Sunday, September 26, 2004

Aaah....Sunday Morning

On USC Football:

USC 31 Stanford 28
USC really needs to stop being a second half football team, as my heart would rather do important things like, well, beat. Going into halftime, Stanford led 28-17. In the second half, the Men of Troy allowed only something like 16 yards total offense until six minutes left in the fourth quarter. Then a tremendous defensive stand by USC on a Stanford fourth down, and the game was no longer a contest...

On my Image:

Upon the initial meeting with me and subsequent interactions in the course of daily work periods, new employees would be terrified of me for weeks. I do not know why this happens, as I try as much as possible to hardly interact with a FNG at all, so they are hardly terrorized by me. I have been told this happens, nonetheless.

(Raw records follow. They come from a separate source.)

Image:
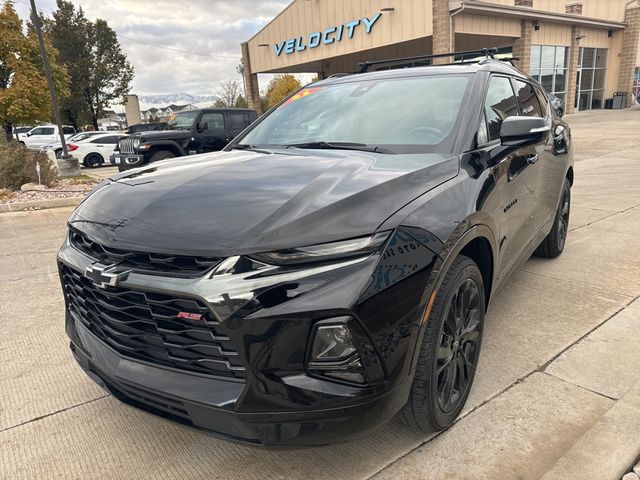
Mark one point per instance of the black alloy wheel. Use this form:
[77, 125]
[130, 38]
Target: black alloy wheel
[458, 346]
[450, 349]
[553, 244]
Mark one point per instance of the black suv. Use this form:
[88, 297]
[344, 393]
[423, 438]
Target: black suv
[329, 269]
[188, 132]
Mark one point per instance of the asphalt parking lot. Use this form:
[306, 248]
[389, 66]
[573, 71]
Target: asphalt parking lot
[556, 389]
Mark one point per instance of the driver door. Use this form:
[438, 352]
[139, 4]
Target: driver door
[213, 132]
[515, 179]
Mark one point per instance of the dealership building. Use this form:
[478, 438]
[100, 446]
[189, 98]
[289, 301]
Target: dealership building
[583, 51]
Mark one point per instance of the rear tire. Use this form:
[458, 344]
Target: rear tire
[161, 155]
[553, 244]
[450, 350]
[93, 160]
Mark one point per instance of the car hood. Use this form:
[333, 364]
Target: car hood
[163, 134]
[239, 202]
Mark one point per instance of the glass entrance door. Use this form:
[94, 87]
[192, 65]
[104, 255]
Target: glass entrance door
[592, 68]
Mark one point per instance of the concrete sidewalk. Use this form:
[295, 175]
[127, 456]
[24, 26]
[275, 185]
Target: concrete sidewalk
[558, 368]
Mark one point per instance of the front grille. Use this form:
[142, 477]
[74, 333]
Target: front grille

I must be softening in my age, as I received a phonecall at my home, which is not widely known at all, last evening from a guy who is only a month old with the company, inviting me out to the UTD campus to play soccer with he and his buddies. I could not attend, for I had a previous engagement with the Men of Troy as they contested bragging rights with the Stanford Cardinal on Stanford's own playing field while being televised in prime time, but I think I just might ramble out there next Saturday.

On Palo Alto, California:

I have been to Stanford Stadium only once, and not for a football game. My former barracks roomate(ah, the barracks, those were the days of freedom before the witch queen got me to get an apartment off base. The horror, the horror.) and I travelled to San Francisco to watch the U.S. National Soccer squad play Costa Rica in a World Cup Qualifier. After the match, he and I made our way to the parking lot. In the jumble of people herding along the pathways to the lot, I literally ran into and bounced off of, none other than, Bora Milatinovich, world famous soccer coach of squads such as the U.S., Mexico, and China National Teams...

On Film and Print:

I am a big baby. Nothing scares me more, besides girls, than a really scary film or book. This makes my selection of reading material, recently, all the more insane, as I have Bogarted my roomate's copy of Stephen King's Night Shift .

You want scary? Try these:

Ju-On Every hair on my manly body stood on end in a few scenes.

Saw Still pending release, and NO, I'm not going to see it in the theater. Other theater patrons would be annoyed by my constant outbursts of "Mommeeeeeeeeeee!"

White Noise This is a toss up. The concept creeps me out to the nth degree, but I'm not sure they could build a story around it.

On the remake:

I'm a traditionalist. Some have said that I was born in the wrong decade. I live with the values and ideals that Americans had in, lets say, the Ike years. Maybe not to that extreme, but I do live by a code set by the Duke(see Profile). You do something like, lets say, remake one of my hallowed films of old, and you get me fighting mad. (see: Ocean's Eleven, The Alamo) If ever Casablanca were remade, I would become the studio exec killer. Turner came close to having a stalker/killer when he colorized it.(I wasn't making the money I do now and couldn't afford a trip to Atlanta. Hey! I've got cash now! Road Trip!)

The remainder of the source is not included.